6. Contain Antioxidants and Anti-inflammatory Compounds
Beans; especially darker varieties like black beans, kidney
beans, and pinto beans are high in polyphenols and other antioxidants. These
compounds help reduce inflammation and oxidative stress, which are linked to
heart disease.
Easy Ways to Add Beans to Your Diet
- Add
black beans or chickpeas to salads
- Make a
bean chili or stew or lentil soup
- Use
mashed beans as a sandwich spread
- Swap
meat for lentils or beans in tacos or wraps
Here is a easy recipe for a bean stew. You can use any bean/lentil for this stew.

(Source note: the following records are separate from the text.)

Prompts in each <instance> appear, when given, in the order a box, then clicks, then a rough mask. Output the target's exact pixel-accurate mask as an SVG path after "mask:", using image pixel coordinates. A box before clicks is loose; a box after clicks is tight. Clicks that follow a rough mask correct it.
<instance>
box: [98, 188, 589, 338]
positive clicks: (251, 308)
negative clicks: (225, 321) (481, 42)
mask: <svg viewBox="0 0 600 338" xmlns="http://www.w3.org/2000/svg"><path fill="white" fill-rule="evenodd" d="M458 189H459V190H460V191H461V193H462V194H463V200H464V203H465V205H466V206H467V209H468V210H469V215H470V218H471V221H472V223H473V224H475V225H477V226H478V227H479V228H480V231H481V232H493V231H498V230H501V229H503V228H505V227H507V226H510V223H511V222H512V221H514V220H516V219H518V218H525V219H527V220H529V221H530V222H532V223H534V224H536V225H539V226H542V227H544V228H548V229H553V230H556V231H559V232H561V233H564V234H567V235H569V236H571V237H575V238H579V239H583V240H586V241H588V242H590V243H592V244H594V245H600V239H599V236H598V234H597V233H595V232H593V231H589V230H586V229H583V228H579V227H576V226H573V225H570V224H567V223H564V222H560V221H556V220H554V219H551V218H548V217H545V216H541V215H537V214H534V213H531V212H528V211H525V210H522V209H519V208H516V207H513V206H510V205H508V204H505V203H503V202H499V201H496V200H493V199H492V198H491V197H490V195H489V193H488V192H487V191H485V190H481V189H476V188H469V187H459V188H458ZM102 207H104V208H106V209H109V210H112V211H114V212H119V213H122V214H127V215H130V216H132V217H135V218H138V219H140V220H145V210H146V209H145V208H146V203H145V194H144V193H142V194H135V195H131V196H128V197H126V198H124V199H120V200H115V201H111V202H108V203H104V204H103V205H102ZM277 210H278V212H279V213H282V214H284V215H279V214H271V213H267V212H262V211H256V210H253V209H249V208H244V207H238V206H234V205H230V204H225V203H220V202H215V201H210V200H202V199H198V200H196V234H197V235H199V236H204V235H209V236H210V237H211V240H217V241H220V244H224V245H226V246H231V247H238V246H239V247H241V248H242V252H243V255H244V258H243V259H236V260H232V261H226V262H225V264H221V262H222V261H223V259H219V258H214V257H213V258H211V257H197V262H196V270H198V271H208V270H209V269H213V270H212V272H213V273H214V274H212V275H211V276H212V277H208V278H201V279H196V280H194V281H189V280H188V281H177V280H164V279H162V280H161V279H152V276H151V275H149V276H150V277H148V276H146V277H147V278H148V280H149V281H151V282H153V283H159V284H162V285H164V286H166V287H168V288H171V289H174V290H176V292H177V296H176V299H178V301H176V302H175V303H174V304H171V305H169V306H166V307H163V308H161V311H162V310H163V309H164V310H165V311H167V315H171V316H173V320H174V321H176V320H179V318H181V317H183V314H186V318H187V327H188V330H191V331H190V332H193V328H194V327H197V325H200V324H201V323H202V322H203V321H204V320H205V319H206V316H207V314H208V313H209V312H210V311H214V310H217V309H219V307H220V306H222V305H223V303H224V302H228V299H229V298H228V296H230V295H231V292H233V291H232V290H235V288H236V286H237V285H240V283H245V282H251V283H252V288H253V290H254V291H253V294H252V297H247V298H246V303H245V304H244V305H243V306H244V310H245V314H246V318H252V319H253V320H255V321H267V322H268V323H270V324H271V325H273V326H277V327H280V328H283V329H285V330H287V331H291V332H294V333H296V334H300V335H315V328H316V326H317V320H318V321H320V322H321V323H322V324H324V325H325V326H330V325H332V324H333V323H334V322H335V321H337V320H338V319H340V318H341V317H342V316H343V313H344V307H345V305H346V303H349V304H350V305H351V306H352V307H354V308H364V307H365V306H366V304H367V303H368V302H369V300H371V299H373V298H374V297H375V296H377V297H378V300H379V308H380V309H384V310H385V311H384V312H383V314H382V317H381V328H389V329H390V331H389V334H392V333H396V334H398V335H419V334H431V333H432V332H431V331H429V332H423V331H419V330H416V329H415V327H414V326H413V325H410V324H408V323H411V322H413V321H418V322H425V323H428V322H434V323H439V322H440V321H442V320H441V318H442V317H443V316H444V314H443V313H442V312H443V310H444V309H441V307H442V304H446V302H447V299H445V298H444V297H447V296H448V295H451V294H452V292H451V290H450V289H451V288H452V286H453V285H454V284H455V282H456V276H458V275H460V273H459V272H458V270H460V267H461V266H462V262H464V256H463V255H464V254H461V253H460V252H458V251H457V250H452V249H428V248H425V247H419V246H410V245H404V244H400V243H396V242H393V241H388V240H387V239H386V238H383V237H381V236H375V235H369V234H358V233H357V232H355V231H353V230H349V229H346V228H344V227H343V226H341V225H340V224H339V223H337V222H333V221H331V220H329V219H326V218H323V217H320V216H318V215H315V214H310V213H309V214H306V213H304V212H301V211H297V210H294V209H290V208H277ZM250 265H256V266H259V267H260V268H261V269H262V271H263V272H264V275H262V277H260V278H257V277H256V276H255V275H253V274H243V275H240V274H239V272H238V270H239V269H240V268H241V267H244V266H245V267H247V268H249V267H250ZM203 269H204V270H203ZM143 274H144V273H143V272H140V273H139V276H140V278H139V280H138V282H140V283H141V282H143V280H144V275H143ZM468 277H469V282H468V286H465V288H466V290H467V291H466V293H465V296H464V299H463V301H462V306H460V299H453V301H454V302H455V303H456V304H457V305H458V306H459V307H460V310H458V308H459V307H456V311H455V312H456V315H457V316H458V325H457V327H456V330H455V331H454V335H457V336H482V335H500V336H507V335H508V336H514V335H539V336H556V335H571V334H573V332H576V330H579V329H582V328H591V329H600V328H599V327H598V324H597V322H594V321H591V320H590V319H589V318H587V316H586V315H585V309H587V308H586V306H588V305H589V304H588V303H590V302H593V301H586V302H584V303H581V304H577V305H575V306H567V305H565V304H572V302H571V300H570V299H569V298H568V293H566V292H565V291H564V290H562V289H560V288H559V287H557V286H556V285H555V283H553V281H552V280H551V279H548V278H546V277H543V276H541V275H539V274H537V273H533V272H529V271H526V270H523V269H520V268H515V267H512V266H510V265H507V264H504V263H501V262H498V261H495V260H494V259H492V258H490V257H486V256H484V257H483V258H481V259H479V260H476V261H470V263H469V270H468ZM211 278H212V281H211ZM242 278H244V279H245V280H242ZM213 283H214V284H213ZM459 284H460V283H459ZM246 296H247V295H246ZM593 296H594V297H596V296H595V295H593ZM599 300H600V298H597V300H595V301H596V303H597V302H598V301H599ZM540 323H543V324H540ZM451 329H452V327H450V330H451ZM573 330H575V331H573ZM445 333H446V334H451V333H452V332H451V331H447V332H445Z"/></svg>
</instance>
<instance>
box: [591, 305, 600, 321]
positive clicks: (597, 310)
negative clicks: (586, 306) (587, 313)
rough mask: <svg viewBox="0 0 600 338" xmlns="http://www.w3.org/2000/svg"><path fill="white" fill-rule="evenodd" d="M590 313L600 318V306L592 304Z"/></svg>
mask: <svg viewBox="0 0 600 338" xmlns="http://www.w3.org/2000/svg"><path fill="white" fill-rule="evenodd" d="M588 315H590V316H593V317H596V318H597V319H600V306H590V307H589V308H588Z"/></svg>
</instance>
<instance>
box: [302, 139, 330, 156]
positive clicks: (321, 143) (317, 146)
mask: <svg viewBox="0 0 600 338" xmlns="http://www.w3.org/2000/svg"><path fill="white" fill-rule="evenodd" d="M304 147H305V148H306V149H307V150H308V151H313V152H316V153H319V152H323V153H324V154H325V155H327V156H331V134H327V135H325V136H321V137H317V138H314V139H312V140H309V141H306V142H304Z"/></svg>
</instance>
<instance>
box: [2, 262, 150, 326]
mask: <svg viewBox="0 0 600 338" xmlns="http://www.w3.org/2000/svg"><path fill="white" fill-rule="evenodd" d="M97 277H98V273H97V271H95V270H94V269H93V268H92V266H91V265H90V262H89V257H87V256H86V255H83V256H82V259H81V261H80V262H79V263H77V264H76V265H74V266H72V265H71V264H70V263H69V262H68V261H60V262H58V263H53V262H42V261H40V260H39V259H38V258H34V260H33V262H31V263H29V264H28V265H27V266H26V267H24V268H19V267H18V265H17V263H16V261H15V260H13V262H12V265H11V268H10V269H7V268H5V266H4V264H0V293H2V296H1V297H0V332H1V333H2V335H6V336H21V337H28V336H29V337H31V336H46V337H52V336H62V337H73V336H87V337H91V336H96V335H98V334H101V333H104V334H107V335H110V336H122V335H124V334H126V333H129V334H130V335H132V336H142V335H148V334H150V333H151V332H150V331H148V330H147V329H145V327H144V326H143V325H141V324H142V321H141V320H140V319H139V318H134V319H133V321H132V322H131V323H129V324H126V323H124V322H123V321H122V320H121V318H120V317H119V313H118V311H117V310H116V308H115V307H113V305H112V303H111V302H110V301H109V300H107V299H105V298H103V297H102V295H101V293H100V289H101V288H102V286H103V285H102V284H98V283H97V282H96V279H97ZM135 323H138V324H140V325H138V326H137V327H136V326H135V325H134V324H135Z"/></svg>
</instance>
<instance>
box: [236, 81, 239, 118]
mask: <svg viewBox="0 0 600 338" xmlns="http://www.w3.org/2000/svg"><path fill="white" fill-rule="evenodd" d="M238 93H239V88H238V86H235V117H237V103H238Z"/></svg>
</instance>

🥣 Spiced Bean & Vegetable Stew
Serves: 4
Prep Time: 15 min
Cook Time: 30 min
🧄 Ingredients:
-
2 tbsp olive oil
-
4 garlic cloves, minced
-
1 medium onion, chopped
-
1 tsp ground cumin
-
1/4 tsp cayenne pepper (adjust to taste)
1/4 teaspoon of chipotle pepper
-
2 carrots, chopped
- 1/2 a bag of Frozen peas and cauliflower
-
2 cups of mix of red beans, and brown and yellow lentils
-
3 cups of water
🍲 Instructions:
-
Heat olive oil in a large pot over medium heat. Add chopped onion and cook until soft (about 5 minutes). Stir in garlic, cumin, and cayenne; sauté for 1 minute until fragrant.
-
Toss in carrots, peas, and cauliflower. Cook for 5–7 minutes, stirring occasionally, until veggies begin to soften.
-
Add the beans, and water. Stir everything together and bring to a gentle boil.
-
Reduce heat to low, cover partially, and let simmer for 20 minutes, or until veggies are tender and flavors are blended.
-
Taste and adjust seasoning with pepper, and more cayenne if you like it hot. Garnish with chopped cilantro or a dollop of Greek yogurt like I did.
Note: I don't use salt in any of my recipes because it is heart-healthy. But if you cannot eat without salt at all then you can add little bit of it.